Et oui: nous sommes aux États-Unis d’Amérique, un pays où être traité de communiste pouvait, jadis, vous conduire en prison comme sous l’époque terrible du Maccarthysme, dans les années 50, lorsque le sénateur du Wisconsin (un des États clés pour cette élection présidentielle de 2024) Joseph Mc Carthy traquait les «sorcières rouges» au sein de l’establishment intellectuel et artistique.

Communiste: ce mot fait mal et Donald Trump le sait, donc il pourrait bien en abuser. L’ancien locataire de la Maison-Blanche a aussi accusé son adversaire d’être une fasciste, une tarée, une raclure… Des insultes? Bien sûr. Mais il ne faut jamais oublier le contexte: Kamala Harris a grandi à Berkeley, la ville universitaire située en face de San Francisco, en Californie. Sa mère et son père étaient des universitaires. Bref, Trump peut la mettre dans les cordes.

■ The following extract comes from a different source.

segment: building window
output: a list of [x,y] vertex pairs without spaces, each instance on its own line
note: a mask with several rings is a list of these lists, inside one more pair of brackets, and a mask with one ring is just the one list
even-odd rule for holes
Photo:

Il est un capitaliste, pas elle

Donald Trump n’aime pas l’économie des chiffres, des statistiques, des courbes de croissance. Il ne connaît, lui le milliardaire de l’immobilier qui frôla plusieurs fois la faillite, qu’une seule formule gagnante: son savoir-faire pour gagner plus. Pour mettre plus de dollars dans la poche des électeurs américains. Trump aime parler d’argent. C’est son meilleur créneau. Il se voit, littéralement, comme un fabricant de richesses contre l'État prédateur. 

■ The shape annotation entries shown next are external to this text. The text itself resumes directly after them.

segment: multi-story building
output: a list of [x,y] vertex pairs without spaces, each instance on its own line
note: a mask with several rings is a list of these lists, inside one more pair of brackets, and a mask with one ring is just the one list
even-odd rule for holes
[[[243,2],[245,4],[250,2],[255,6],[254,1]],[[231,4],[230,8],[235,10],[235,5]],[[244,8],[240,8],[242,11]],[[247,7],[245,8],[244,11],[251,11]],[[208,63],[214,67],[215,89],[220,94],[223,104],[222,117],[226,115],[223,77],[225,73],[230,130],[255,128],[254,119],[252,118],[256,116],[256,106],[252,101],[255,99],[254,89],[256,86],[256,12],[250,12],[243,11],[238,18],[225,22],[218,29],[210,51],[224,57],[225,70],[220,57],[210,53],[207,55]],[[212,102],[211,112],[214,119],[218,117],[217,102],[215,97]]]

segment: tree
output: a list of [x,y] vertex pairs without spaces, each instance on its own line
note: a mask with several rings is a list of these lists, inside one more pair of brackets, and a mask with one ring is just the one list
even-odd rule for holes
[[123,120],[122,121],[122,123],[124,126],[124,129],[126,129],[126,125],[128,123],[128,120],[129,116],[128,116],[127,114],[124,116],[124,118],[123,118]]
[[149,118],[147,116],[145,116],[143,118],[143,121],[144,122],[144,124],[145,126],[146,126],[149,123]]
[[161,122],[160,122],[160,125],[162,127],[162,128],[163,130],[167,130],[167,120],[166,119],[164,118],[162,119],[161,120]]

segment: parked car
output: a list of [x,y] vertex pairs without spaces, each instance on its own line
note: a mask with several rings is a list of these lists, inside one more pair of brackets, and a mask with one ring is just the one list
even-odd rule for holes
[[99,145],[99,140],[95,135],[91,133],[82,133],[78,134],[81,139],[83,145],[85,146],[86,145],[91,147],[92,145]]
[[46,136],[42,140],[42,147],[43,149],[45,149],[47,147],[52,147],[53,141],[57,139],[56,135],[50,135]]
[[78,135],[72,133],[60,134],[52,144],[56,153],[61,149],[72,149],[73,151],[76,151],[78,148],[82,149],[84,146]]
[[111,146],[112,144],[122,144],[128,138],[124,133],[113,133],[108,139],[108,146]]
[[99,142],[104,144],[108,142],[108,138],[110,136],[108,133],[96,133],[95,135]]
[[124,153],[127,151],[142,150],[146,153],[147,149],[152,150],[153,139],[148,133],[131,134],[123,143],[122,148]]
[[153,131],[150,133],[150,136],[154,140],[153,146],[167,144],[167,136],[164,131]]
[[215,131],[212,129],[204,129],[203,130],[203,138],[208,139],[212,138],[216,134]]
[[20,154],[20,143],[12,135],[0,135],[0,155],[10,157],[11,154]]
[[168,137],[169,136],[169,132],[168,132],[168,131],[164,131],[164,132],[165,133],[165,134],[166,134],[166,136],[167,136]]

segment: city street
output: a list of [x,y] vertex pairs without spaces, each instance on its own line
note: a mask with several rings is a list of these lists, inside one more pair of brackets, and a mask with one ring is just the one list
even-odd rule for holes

Vrai? Faux? Les «Trumponomics» ont en tout cas échoué à le faire réélire en 2020. Mais il y a autre chose: le capitalisme. Le profit. L’appât du gain. Ce sujet-là, l’ex magnat de l’immobilier le maîtrise. Or aux États-Unis, pays où la loi du plus fort règne en maître, gagner plus d’argent est l’obsession numéro un de… presque tout le monde.

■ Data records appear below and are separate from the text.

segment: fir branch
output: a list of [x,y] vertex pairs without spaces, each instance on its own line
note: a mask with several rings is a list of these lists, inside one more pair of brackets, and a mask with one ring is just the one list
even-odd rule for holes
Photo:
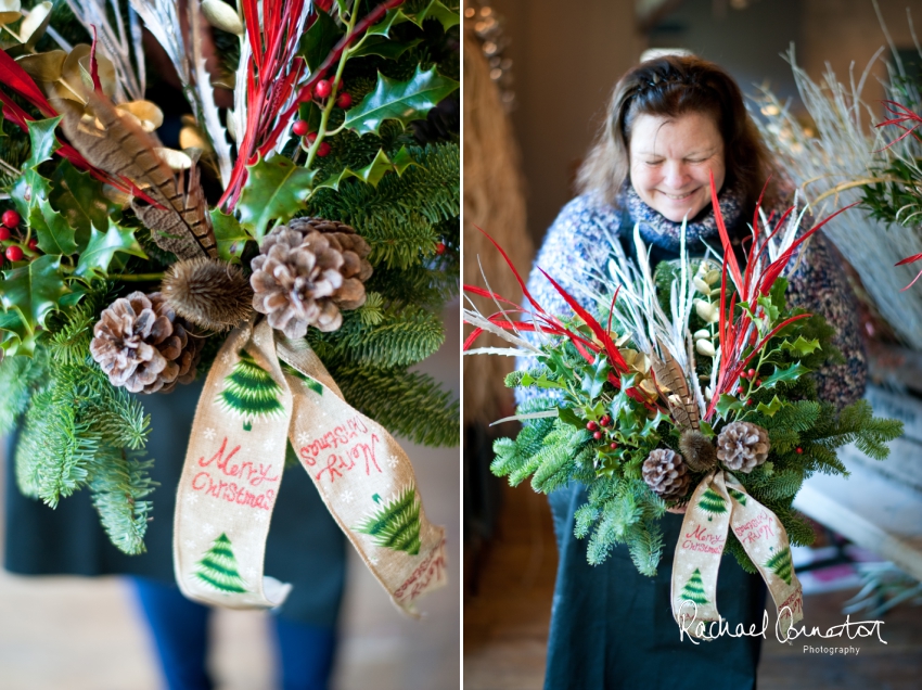
[[11,433],[26,411],[33,393],[41,385],[48,358],[39,347],[33,357],[13,356],[0,360],[0,437]]
[[353,226],[371,244],[375,268],[420,265],[438,241],[434,226],[458,216],[460,208],[457,144],[408,150],[419,165],[404,175],[385,175],[377,187],[349,179],[338,191],[320,189],[310,199],[312,216]]
[[421,307],[377,311],[379,323],[367,325],[359,311],[346,312],[343,327],[333,333],[310,330],[311,346],[357,365],[379,369],[409,367],[434,354],[445,342],[437,314]]
[[141,500],[153,491],[156,482],[148,472],[153,460],[143,452],[101,446],[88,464],[88,484],[102,526],[123,552],[143,553],[151,501]]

Elle est une femme, un atout?

Oui, c’est un atout. L’élection du 5 novembre 2024 dépendra en effet très largement, comme celle de 2020, du vote des électrices américaines. Kamala Harris défend en plus le droit à l’avortement. La vice-présidente, avec sa longue carrière judiciaire, est l’incarnation d’une société où les femmes prennent plus de place, et où les abus qu’elles subissent de la part des hommes ne sont plus tolérés. Sauf que Trump a une autre arme: celle des valeurs chrétiennes, qu’il manipule sans scrupule, car il en est lui-même tout, sauf l’illustration. C’est le paradoxe de ce débat télévisé: Trump pourra faire du Trump à gogo. Kamala ne peut pas faire que du Kamala. Elle doit être plus qu’une femme de tête. Elle doit se comporter en chef.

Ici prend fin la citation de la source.